You might find that a lighter load is easier to live with.
That's kinda what I'm thinking. Anyway, I'm not particularly recoil shy (but my experience is more with 44 magnum / 357 magnum revolvers rather than big bore semi-autos)
 
Tossing the brass is an issue. About half the time the brass hits me in the head.
If you're getting line drives straight back at you, the problem is the brass isn't clearing the ejection port soon enough to avoid being smacked by the forward edge of the ejection port. The slide then smacks the case straight to the rear.

Not clearing the ejection port in a timely fashion can be the result of an extractor losing control of the extracted case which results in the ejector not getting a solid hit on it. It can also be the result of an improperly shaped extractor that does not allow the case to rotate upwards as it hits the ejector which in turn results in the empty case being ejected directly into the wall of the slide below the ejection port causing the case to bounce up just in time to get hit by the forward edge of the ejection port.

If the previous owner used light loads then the forces acting upon the extracted case would be less than using standard factory ammo thus allowing the extractor to function without displaying any malfunction symptoms.
 
Light load function??? The problem happens with Golden Sabers. Light loads run fine.
I'm wondering whether the soft range ammo I have in mind will cycle the action with a 20 lb spring. Is it realistic that I can get both types of ammo to cycle with the same springs? Is it common / normal / necessary to switch between two different springs when switching between range ammo and self defense ammo?
I answered that paragraph.

But, the answer is the same for the Golden Sabers, I do not believe it is a spring problem.

Golden Sabers, both 185 Gr and 230 Gr, run great in my 1911s.
 
If you're getting line drives straight back at you, the problem is the brass isn't clearing the ejection port soon enough to avoid being smacked by the forward edge of the ejection port. The slide then smacks the case straight to the rear.

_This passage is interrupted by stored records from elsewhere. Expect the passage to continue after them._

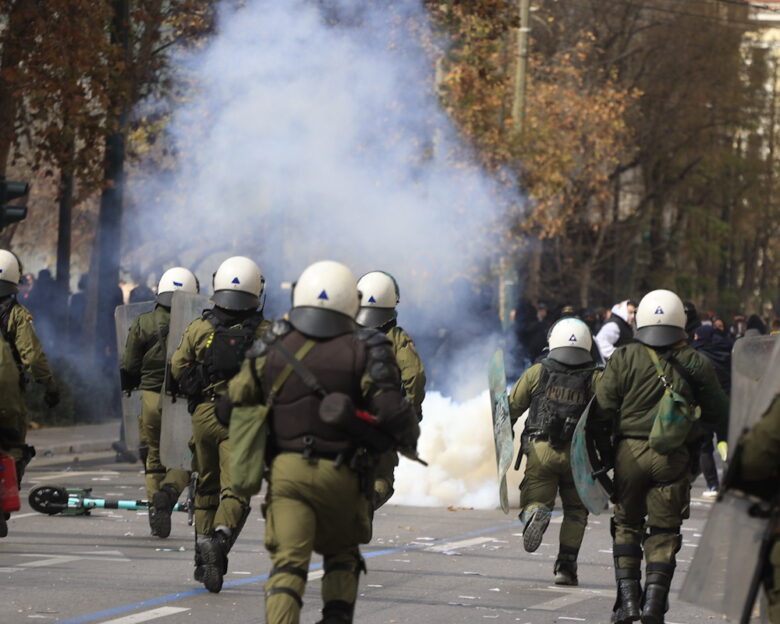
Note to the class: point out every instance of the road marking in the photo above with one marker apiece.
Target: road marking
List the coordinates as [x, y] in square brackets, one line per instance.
[446, 546]
[19, 516]
[563, 601]
[145, 616]
[99, 615]
[67, 475]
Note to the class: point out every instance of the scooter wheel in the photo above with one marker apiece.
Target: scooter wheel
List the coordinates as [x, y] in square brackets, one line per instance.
[48, 499]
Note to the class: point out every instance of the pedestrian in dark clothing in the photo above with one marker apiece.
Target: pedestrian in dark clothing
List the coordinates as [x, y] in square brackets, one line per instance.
[755, 326]
[717, 348]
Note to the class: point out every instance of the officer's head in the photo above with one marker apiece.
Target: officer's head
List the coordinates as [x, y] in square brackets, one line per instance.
[325, 300]
[660, 319]
[177, 278]
[238, 284]
[10, 273]
[379, 295]
[570, 342]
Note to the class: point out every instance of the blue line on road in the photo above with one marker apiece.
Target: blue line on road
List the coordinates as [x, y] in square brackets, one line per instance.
[152, 602]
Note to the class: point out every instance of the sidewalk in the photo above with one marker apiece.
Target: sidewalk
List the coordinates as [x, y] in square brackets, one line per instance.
[49, 441]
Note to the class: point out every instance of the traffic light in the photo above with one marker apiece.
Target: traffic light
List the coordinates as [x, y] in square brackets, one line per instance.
[10, 191]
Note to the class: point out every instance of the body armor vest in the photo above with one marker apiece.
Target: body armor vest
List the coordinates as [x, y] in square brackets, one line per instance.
[558, 402]
[227, 345]
[338, 364]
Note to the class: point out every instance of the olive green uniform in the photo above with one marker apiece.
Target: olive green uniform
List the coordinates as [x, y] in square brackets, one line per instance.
[318, 495]
[216, 504]
[413, 381]
[652, 491]
[548, 471]
[144, 361]
[21, 337]
[760, 461]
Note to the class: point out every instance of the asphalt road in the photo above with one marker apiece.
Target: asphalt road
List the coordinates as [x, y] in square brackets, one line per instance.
[432, 565]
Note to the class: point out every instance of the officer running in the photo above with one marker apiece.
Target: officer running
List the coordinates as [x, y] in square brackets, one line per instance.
[652, 489]
[318, 498]
[379, 298]
[210, 353]
[556, 390]
[143, 367]
[20, 354]
[757, 471]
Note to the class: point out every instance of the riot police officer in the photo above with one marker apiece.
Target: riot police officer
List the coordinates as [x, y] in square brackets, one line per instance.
[556, 390]
[379, 297]
[210, 353]
[757, 471]
[318, 497]
[143, 366]
[20, 354]
[652, 488]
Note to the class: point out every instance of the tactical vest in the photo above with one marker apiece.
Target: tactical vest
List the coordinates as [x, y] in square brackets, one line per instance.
[338, 364]
[227, 345]
[10, 349]
[557, 403]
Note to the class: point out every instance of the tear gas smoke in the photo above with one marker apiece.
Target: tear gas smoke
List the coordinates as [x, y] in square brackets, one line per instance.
[314, 131]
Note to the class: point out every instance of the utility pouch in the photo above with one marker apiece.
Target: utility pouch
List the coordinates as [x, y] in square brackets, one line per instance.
[673, 415]
[249, 434]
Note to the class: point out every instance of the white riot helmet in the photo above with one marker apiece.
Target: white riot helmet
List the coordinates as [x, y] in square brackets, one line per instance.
[238, 284]
[10, 273]
[177, 278]
[570, 342]
[325, 300]
[378, 297]
[660, 319]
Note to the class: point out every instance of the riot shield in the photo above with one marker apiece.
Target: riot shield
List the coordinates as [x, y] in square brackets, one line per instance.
[176, 422]
[124, 316]
[725, 570]
[584, 465]
[755, 380]
[502, 428]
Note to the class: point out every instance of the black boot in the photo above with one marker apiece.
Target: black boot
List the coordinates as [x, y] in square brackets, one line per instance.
[160, 511]
[655, 601]
[626, 607]
[213, 553]
[566, 567]
[337, 612]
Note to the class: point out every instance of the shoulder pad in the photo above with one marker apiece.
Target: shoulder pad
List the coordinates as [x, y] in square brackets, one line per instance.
[372, 337]
[260, 347]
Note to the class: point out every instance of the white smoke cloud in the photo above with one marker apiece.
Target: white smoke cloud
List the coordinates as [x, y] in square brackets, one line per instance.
[307, 139]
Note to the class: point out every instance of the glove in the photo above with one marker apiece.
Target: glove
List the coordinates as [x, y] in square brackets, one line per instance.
[52, 397]
[222, 409]
[723, 450]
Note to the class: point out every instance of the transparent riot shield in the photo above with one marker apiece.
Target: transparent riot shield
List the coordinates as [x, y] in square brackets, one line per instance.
[502, 428]
[176, 422]
[124, 316]
[755, 380]
[726, 568]
[587, 473]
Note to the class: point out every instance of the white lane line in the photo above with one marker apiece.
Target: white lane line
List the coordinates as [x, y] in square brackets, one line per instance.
[68, 475]
[19, 516]
[563, 601]
[145, 616]
[447, 546]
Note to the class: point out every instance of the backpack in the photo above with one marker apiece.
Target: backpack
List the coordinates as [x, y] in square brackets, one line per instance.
[227, 346]
[673, 416]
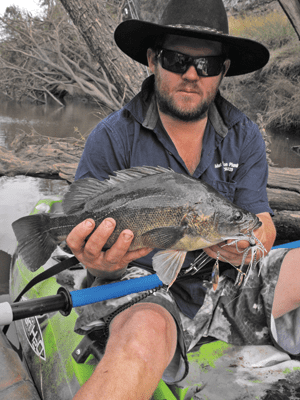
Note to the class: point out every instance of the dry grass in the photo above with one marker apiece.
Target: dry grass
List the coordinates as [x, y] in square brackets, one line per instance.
[273, 29]
[278, 84]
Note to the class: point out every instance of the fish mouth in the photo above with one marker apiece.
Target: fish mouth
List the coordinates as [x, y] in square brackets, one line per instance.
[255, 225]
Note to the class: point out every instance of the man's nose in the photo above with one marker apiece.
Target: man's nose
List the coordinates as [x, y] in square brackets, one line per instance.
[191, 74]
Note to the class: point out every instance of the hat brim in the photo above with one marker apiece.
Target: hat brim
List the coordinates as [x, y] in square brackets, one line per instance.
[134, 37]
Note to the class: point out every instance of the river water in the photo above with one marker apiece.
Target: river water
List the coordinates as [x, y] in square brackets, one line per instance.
[19, 194]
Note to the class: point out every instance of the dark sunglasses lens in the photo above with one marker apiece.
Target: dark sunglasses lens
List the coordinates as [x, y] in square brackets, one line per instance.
[173, 61]
[209, 66]
[179, 63]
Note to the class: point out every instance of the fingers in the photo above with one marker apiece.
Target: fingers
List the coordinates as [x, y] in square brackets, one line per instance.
[116, 253]
[98, 239]
[89, 252]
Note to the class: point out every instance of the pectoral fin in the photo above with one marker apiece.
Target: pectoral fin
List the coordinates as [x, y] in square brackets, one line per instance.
[162, 238]
[167, 264]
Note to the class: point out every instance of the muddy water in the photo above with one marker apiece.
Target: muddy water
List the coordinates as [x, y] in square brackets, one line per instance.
[19, 194]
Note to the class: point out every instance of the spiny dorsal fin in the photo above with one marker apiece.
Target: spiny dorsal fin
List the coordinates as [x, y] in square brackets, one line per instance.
[84, 190]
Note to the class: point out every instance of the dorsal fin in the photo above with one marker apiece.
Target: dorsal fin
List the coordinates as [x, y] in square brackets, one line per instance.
[84, 190]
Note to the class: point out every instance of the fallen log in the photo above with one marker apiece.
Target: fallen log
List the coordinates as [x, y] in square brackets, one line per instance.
[41, 156]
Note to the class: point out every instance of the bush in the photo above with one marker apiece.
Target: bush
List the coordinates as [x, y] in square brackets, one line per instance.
[273, 29]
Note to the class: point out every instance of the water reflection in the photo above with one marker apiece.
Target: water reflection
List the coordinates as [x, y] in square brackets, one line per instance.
[18, 195]
[75, 119]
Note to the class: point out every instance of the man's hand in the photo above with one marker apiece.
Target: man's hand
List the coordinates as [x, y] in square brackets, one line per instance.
[108, 264]
[234, 253]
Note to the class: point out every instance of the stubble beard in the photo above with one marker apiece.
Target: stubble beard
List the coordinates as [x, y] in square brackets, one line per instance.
[168, 106]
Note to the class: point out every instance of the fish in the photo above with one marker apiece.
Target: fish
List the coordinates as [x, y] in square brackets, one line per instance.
[165, 210]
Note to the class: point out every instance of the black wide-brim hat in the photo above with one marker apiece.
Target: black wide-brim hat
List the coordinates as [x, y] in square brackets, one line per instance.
[202, 19]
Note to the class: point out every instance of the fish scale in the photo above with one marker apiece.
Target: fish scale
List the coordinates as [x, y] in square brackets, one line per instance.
[164, 209]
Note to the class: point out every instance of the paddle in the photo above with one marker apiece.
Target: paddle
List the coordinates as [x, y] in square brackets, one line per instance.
[64, 301]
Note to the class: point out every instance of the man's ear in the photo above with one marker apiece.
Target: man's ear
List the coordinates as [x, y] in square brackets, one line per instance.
[151, 59]
[226, 66]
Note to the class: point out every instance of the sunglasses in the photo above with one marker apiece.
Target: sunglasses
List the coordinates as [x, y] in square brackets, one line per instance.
[179, 63]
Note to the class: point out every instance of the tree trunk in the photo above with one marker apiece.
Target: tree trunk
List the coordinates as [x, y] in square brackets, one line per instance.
[292, 10]
[97, 28]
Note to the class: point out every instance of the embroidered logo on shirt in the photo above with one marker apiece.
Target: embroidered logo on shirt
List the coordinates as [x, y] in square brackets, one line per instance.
[226, 166]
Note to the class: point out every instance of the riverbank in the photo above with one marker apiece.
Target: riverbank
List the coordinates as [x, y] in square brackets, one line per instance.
[273, 91]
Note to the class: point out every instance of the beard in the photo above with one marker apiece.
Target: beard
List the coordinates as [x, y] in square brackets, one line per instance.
[167, 104]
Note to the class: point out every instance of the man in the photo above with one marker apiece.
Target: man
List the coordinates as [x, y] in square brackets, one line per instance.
[180, 120]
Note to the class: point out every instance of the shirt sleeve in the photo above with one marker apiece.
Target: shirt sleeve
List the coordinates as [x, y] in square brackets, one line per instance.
[104, 153]
[252, 175]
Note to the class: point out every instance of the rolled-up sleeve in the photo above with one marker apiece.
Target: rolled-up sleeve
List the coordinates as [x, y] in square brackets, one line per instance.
[252, 175]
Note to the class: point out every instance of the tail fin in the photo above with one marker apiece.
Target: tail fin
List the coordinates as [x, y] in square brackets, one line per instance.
[35, 244]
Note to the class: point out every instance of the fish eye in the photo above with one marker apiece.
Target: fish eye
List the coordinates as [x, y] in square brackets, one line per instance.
[238, 216]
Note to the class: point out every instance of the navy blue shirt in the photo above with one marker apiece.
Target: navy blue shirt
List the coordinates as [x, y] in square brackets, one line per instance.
[233, 161]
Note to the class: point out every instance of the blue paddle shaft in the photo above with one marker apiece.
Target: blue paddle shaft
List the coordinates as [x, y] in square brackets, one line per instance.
[114, 290]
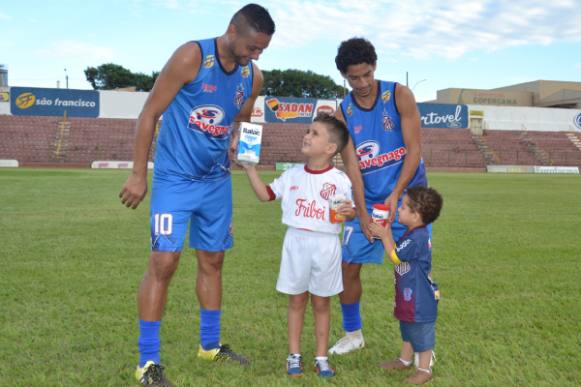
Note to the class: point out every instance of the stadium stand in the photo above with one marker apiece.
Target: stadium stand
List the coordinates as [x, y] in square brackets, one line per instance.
[36, 141]
[451, 149]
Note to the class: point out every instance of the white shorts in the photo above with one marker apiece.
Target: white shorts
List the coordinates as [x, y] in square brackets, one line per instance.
[311, 261]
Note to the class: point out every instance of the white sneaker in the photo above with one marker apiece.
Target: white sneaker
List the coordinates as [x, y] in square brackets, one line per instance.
[417, 359]
[350, 342]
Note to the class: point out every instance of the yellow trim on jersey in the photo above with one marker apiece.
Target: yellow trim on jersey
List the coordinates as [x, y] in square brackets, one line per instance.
[394, 258]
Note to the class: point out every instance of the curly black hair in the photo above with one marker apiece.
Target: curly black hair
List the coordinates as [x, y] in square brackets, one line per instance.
[425, 201]
[255, 17]
[338, 132]
[355, 51]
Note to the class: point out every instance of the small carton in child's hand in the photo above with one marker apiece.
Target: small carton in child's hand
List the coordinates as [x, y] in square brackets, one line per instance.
[249, 143]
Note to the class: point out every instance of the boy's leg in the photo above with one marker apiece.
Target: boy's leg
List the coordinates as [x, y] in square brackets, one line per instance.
[296, 314]
[322, 313]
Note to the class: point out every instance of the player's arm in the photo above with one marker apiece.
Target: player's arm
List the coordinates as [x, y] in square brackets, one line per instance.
[352, 169]
[245, 113]
[386, 237]
[260, 189]
[181, 68]
[410, 127]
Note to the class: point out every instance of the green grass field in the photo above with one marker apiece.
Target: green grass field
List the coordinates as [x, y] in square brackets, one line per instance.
[507, 256]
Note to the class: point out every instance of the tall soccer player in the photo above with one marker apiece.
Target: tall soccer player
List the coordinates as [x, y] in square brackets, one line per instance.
[384, 124]
[203, 90]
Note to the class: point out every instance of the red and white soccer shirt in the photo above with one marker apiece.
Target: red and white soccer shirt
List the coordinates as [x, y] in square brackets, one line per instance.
[305, 195]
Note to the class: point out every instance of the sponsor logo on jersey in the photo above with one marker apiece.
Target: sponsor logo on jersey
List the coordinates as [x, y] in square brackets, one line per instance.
[328, 190]
[209, 88]
[207, 119]
[239, 96]
[209, 61]
[289, 110]
[369, 157]
[245, 71]
[386, 96]
[25, 100]
[403, 245]
[307, 209]
[325, 109]
[407, 294]
[388, 124]
[402, 269]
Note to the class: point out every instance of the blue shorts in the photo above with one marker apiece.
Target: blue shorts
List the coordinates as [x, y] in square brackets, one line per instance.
[422, 336]
[205, 205]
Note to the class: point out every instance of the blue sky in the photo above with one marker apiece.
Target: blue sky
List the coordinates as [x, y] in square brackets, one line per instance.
[457, 43]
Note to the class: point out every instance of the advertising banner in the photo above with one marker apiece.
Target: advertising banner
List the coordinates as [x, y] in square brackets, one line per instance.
[32, 101]
[434, 115]
[290, 110]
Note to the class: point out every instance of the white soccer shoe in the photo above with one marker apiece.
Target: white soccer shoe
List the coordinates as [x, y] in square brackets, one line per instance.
[350, 342]
[417, 359]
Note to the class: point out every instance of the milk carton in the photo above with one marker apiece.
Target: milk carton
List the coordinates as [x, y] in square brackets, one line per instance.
[249, 143]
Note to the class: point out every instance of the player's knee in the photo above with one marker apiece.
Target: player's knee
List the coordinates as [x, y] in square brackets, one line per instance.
[163, 265]
[210, 263]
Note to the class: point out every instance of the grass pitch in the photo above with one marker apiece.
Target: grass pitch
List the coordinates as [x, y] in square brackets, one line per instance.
[507, 252]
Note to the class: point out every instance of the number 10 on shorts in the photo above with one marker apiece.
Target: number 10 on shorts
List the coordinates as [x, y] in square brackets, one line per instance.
[163, 224]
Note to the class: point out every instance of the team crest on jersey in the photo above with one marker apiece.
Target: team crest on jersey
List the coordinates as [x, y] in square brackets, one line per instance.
[403, 268]
[328, 191]
[209, 61]
[367, 150]
[388, 124]
[407, 294]
[239, 96]
[386, 96]
[245, 72]
[207, 119]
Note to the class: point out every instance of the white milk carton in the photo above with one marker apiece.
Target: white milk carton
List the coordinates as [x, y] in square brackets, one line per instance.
[249, 143]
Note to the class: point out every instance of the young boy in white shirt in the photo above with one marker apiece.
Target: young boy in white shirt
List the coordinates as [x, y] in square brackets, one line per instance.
[311, 255]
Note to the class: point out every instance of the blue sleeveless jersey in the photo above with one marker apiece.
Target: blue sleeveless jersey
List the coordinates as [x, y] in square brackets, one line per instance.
[379, 144]
[194, 138]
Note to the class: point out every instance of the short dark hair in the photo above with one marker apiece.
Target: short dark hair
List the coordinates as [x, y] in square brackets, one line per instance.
[425, 201]
[255, 17]
[338, 133]
[355, 51]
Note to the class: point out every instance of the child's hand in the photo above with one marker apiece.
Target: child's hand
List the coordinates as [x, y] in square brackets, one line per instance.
[346, 210]
[380, 231]
[247, 167]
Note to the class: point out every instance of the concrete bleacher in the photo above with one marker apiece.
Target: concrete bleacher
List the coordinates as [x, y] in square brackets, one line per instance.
[450, 149]
[509, 147]
[558, 147]
[80, 141]
[75, 142]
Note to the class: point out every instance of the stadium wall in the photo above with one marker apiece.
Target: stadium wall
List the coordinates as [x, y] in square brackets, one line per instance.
[528, 118]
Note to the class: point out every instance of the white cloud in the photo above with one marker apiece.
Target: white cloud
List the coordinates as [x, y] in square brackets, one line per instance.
[422, 29]
[75, 49]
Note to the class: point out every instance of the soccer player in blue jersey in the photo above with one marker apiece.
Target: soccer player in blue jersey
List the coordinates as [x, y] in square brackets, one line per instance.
[384, 124]
[203, 90]
[416, 295]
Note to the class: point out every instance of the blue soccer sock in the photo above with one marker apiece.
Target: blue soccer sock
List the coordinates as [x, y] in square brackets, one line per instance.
[210, 328]
[149, 342]
[351, 317]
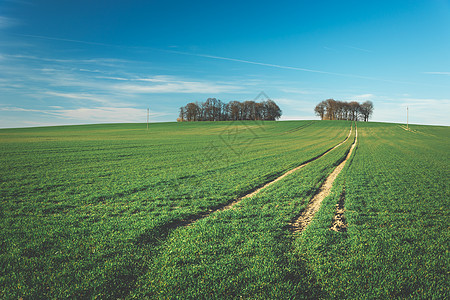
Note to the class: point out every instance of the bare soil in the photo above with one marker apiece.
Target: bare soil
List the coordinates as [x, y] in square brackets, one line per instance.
[313, 206]
[253, 193]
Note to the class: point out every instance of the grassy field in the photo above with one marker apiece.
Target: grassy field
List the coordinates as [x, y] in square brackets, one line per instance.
[93, 211]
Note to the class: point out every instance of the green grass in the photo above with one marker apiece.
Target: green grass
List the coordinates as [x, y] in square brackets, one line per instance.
[397, 209]
[84, 206]
[87, 211]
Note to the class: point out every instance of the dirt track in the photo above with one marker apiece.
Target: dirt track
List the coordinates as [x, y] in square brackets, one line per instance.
[314, 204]
[230, 205]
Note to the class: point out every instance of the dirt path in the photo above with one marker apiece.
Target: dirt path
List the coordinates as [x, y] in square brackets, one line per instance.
[407, 128]
[313, 206]
[230, 205]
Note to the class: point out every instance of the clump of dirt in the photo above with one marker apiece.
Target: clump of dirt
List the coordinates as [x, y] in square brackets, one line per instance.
[339, 224]
[313, 206]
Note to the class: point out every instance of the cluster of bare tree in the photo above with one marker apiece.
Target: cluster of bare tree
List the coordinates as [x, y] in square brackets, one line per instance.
[331, 109]
[216, 110]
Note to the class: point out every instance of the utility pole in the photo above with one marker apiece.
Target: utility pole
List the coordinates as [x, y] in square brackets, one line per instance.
[148, 115]
[407, 118]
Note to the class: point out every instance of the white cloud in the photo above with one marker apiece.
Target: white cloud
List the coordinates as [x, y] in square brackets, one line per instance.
[76, 96]
[169, 85]
[6, 22]
[363, 97]
[91, 115]
[437, 73]
[107, 114]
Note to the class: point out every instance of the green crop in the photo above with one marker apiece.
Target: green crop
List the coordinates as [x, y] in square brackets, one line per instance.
[100, 211]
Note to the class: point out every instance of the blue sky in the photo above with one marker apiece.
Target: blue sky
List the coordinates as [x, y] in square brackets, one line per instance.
[79, 62]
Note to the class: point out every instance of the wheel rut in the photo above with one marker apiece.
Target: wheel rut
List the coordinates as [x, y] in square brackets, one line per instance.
[306, 216]
[190, 220]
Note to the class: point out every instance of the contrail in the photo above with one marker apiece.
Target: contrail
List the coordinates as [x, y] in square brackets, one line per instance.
[219, 58]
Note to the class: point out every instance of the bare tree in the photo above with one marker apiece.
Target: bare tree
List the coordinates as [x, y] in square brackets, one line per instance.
[331, 109]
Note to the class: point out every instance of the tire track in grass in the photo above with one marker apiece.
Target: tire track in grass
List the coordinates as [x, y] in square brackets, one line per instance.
[259, 189]
[306, 216]
[159, 233]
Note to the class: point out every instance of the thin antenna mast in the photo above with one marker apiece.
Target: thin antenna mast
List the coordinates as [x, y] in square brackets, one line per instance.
[407, 118]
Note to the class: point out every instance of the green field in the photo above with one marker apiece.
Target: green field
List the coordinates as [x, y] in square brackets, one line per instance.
[99, 211]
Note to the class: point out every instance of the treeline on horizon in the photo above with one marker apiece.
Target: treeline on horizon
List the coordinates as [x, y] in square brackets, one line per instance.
[331, 109]
[216, 110]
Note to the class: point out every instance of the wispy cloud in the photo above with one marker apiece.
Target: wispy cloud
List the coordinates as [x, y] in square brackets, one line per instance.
[93, 114]
[359, 49]
[7, 22]
[168, 84]
[437, 73]
[363, 97]
[80, 96]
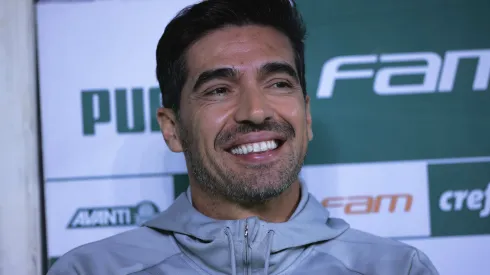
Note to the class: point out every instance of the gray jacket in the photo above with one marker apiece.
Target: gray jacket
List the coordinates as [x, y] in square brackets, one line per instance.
[182, 241]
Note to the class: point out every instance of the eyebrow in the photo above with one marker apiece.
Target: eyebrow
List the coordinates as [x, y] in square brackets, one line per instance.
[209, 75]
[264, 71]
[277, 67]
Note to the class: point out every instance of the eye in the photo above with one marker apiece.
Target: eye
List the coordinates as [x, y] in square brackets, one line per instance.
[218, 91]
[281, 85]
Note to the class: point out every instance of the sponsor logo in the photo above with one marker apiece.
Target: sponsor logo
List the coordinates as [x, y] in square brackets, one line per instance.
[133, 110]
[475, 200]
[116, 216]
[439, 72]
[460, 198]
[371, 204]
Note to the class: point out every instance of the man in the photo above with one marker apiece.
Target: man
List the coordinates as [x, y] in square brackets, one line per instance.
[232, 77]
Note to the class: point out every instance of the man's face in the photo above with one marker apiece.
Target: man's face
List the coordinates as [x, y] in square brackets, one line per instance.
[244, 123]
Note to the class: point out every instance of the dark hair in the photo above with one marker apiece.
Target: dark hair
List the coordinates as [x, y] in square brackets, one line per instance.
[195, 21]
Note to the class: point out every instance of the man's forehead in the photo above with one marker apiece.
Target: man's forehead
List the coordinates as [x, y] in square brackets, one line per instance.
[241, 48]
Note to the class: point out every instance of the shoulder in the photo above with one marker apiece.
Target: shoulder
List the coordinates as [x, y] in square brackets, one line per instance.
[366, 253]
[127, 252]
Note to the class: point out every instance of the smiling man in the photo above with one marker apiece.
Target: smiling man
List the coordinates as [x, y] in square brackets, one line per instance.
[232, 77]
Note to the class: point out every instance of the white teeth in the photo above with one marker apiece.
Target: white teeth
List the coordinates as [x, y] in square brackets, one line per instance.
[254, 147]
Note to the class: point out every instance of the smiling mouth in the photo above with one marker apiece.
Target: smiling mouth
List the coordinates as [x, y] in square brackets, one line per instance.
[256, 147]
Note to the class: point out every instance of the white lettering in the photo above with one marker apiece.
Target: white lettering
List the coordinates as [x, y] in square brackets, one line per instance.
[474, 200]
[435, 66]
[444, 203]
[482, 75]
[80, 219]
[382, 85]
[460, 197]
[330, 72]
[486, 207]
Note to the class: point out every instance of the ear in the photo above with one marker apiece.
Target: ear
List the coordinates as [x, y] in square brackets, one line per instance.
[308, 119]
[168, 125]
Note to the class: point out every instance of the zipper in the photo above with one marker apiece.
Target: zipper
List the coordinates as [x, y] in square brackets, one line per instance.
[246, 248]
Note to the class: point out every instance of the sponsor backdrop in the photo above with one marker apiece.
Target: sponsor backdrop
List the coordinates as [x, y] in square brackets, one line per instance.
[401, 110]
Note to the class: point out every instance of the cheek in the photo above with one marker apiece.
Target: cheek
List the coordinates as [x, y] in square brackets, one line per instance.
[208, 122]
[293, 111]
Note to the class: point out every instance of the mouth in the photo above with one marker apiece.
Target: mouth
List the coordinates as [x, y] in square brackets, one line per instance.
[256, 147]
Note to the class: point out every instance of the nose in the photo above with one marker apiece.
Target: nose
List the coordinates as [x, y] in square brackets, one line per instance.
[253, 107]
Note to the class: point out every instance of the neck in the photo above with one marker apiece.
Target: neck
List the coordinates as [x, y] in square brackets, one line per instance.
[278, 209]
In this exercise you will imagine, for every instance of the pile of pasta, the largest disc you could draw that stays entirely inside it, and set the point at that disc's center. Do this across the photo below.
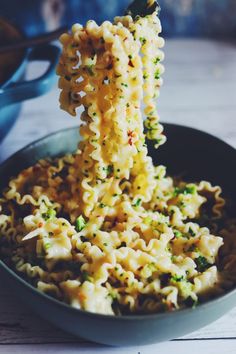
(103, 229)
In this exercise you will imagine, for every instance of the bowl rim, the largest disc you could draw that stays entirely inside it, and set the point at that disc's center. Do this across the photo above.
(150, 316)
(21, 61)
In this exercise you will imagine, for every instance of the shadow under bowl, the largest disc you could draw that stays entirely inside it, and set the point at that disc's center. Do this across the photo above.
(199, 156)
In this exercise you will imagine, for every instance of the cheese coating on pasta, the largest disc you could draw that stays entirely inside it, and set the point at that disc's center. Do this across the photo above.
(104, 229)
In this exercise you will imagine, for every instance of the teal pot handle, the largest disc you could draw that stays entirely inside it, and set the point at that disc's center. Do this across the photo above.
(20, 91)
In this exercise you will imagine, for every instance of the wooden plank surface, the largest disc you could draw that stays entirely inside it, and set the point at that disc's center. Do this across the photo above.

Not clearing the ejection port in a timely fashion can be the result of an extractor losing control of the extracted case which results in the ejector not getting a solid hit on it. It can also be the result of an improperly shaped extractor that does not allow the case to rotate upwards as it hits the ejector which in turn results in the empty case being ejected directly into the wall of the slide below the ejection port causing the case to bounce up just in time to get hit by the forward edge of the ejection port.

If the previous owner used light loads then the forces acting upon the extracted case would be less than using standard factory ammo thus allowing the extractor to function without displaying any malfunction symptoms.

My extractor passes the test shown in this Wilson Combat video:


However I suspect it might actually have too much tension (too tight a grip on the case rim). I can shake the slide quite vigorously without the case coming lose. Much more vigorously than the example in the video.

If the problem is the shape of the extractor hook, that might be a bit too tricky for me to try on my own. Maybe I should spend $32 on a Wilson Combat extractor?